Mentre con Luca facevamo il nostro tratto da scope, abbiamo accompagnato per un pezzo una ragazza, signora non più giovanissima, ma sicuramente dal cuore ancora di fanciulla.
Parlando un po', ci raccontava di essere stanca perché aveva corso anche la settimana prima, e ci diceva che nel suo paese (che non dirò qual'è, ma che è molto a nord, in cima all'Europa) c'è meno fango che in Toscana. Che ama la nostra terra per il sole e che con il marito vorrebbe comprarci casa.
In quel momento era ultima, lo è stata per un lungo tratto, e io ero sinceramente convinto che non sarebbe riuscita a portare in fondo la gara. Lo confesso, avevo detto che per me era il caso di fermarla al cancello di Prato all'Albero, perché mi pareva troppo provata per continuare, e mi preoccupava che continuasse.
Invece, ha passato il cancello un minuto prima che chiudesse, ma un minuto davvero, non per modo di dire. Ed al cancello hanno dovuto lasciarla passare.
Nel tratto successivo, dopo che avevamo lasciato le nuove scope, con quelli che nel frattempo erano diventati gli ultimi e mi sono avviato verso il traguardo, l'ho superata e le ho augurato buona fortuna. Mi ha salutato con un sorriso, mi ha ringraziato e mi ha detto che era felice.
“See you next year”, mi ha urlato.
Era completamente fradicia e correva tutta piegata d'un lato, con una spalla più bassa dell'altra.
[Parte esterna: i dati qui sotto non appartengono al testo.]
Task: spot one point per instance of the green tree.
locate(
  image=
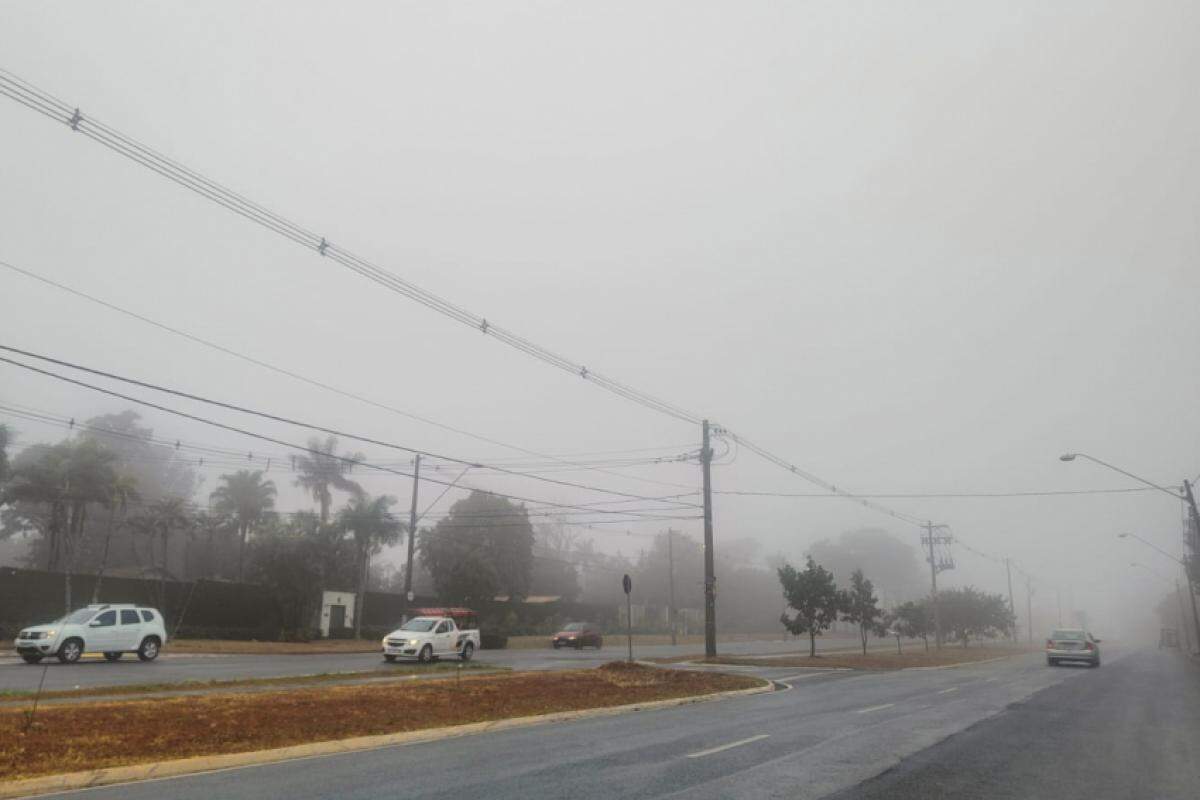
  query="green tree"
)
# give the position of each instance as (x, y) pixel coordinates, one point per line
(372, 527)
(160, 521)
(915, 620)
(484, 547)
(246, 497)
(121, 492)
(861, 606)
(967, 613)
(322, 470)
(815, 599)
Quando sono arrivato a Moscheta, il marito era seduto su un masso, lungo il fiume nell'ultimo tratto prima dell'arrivo, in attesa. Appena mi ha riconosciuto (ero stato un tratto anche con lui, ma poi si era ritirato ad un ristoro, perché aveva dolore alle gambe ed era sfinito), mi ha domandato della moglie. Come gli ho risposto che aveva continuato e che aveva superato i cancelli, ha urlato (nel vero senso della parola) di gioia, alzando le braccia al cielo in segno di vittoria, e mi ha detto che la moglie era molto testarda e che si auguravo che riuscisse ad arrivare al traguardo.
Ebbene, non solo è arrivata, portando in fondo questi durissimi 60 km nel fango toscano, e anche in anticipo sul tempo massimo, ma lo ha fatto dando prova di una forza e di un carattere davvero notevoli.
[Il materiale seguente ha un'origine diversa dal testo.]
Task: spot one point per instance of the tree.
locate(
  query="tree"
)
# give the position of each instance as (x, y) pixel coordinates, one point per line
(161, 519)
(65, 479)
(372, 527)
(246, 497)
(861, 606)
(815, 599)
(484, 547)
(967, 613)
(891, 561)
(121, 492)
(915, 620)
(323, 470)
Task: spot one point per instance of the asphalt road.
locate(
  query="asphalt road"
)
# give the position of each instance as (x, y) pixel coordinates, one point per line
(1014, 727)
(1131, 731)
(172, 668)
Ho infatti saputo che il marito, al ristoro dove si era ritirato, ha raccontato che due anni fa, durante una corsa, si era rotta una spalla (forse per questo correva tutta storta), e poi un polso in bicicletta. Ma non solo, operata di tumore al seno, era tutt'ora in cura farmacologica. Che dire?
Una donna.
Un esempio per tutti, e il miglior ringraziamento per tutti noi che abbiamo contribuito ad organizzare quest'evento.
Grazie, davvero grazie.
Cara amica, spero di cuore di rivederti il prossimo anno, e che la vita d'ora in poi ti sia più lieve.